Pity the poor cowboy. Once the hero of hundreds of movies, television shows and pulp novels, he’s no longer an icon. Instead, he’s a social pariah, spending his days caring for cows, the worst environmental villain that modern man can imagine.
No longer a larger-than-life figure like John Wayne or Gary Cooper, the present-day cowboy has the social cachet of an Exxon executive without the stock options or the private jet. He’s still out there on his horse or his four-wheeler, but he’s no longer anyone’s hero.
True, he’s finally free of the diet mavens who bedeviled him for a generation (four meta-analyses published since 2009 have failed to find any connection between consumption of saturated fat and heart disease). But now our lonely cow-puncher is attacked by global climate-change warriors, who have decided that only the hamburger stands between modern man and Eden.
I remember my fall 1975 introduction to the rumen, which is one part of the cow’s four-part stomach. The cow had a viewing port in her side, and college classmates and I had the chance to get a firsthand view (and smell) of what was going on in our beef animal’s stomach. It still strikes me as something of a miracle. Grass, hay, weeds, thistles — all plant material useless to humans — changed by the rumen into porterhouse steaks.
What we smelled that day was methane — the proximate cause of the cowboy’s present malaise, but we didn’t know that then. We just knew that most land isn’t suitable for the production of corn, lettuce, cabbage, kale or arugula — and it isn’t today. Cows make marginal land a source of nutrition, and that’s an amazing thing. The main indictment of the beef industry is that it isn’t sustainable, but surely a large part of sustainability is the cow’s ability to use what we cannot, benefiting us in the most delicious of ways.
And yes, I know that cows eat corn — but they typically do so only in the last few weeks before they go to market, while “grass-fed” cattle spend their whole lives eating grass and other roughage.
Yet today we are told as often as a cow regurgitates her cud that the methane from millions of those miraculous rumens is an especially powerful cause of global warming. According to the U.N. Food and Agriculture Organization, livestock accounts for around 15 percent of global greenhouse gas emissions. Is that too much? Not if you are hungry — if you’re in a developing nation where the only easy food source is meat, for instance, do what you must. But as Americans who have plenty to eat, we should certainly ask about the environmental cost of our love affair with steak.
Economist Jayson Lusk has attempted to answer that question. By his calculations the carbon cost of beef is about 18 cents per pound — not an enormous cost. Worried about the environmental impact of eating beef? Just consume what you would if a Quarter Pounder cost an extra four cents.

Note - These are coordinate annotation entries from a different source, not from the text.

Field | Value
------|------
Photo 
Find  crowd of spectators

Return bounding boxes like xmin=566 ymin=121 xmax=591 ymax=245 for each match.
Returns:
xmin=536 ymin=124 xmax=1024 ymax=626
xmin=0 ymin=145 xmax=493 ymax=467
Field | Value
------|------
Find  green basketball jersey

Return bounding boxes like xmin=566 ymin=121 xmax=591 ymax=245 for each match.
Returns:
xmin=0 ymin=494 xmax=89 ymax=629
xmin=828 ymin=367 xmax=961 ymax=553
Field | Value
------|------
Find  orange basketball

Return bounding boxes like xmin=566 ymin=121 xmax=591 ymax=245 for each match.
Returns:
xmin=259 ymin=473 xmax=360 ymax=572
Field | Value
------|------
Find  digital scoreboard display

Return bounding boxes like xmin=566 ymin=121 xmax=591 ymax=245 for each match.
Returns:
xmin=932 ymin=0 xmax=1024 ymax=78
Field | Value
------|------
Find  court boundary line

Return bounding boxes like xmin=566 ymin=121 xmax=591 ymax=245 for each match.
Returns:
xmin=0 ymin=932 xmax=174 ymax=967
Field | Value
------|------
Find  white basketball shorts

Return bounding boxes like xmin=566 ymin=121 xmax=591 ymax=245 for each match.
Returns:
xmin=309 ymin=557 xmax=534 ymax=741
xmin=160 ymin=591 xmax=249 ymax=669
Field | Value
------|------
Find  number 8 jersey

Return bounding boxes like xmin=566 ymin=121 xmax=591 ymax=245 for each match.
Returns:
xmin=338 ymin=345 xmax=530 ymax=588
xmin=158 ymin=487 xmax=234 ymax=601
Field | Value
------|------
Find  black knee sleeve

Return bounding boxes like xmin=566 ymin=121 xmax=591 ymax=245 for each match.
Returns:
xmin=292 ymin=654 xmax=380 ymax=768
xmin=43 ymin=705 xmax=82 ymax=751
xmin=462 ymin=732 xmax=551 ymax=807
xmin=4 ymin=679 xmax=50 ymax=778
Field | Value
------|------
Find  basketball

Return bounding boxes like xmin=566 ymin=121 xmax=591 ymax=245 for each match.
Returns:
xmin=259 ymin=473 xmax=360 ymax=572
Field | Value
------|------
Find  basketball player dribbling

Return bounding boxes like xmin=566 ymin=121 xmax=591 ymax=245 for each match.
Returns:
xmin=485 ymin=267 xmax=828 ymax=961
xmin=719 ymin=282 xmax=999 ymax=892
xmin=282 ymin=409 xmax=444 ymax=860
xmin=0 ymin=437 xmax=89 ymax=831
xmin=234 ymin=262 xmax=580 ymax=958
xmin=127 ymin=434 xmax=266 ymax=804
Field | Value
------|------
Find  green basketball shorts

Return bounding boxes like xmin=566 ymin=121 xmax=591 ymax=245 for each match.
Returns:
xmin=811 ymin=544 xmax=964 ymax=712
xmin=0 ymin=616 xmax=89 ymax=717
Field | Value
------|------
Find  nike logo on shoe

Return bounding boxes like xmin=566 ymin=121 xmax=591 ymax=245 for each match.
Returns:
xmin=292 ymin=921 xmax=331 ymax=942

Before we decide that beef is a luxury that humankind can no longer afford, a little bit of history might be in order — a reminder that the future is hard to see. In 1980, the U.S government published the first set of dietary guidelines, which called for less saturated fat and less red meat. Since then, we’ve cut our consumption of beef by about a third, and the obesity rate in the United States has nearly tripled. Of course, correlation doesn’t mean causation, but we at least should apply skepticism to the latest dietary fad or grand plan to save the world by a single change in our diet.
Cowboys will always be my heroes. And I will always eat steak to celebrate the milestones in my life. Cowboys have learned to produce beef more efficiently, cutting methane emissions significantly in the past 30 years using better feed efficiency and encouraging faster growth. If that trend continues — and there is no reason it shouldn’t — we can celebrate our special occasions without guilt. So, fire up the grill, and enjoy beef. It’s the cowboy way.
Blake Hurst is a farmer in northwest Missouri and president of the Missouri Farm Bureau.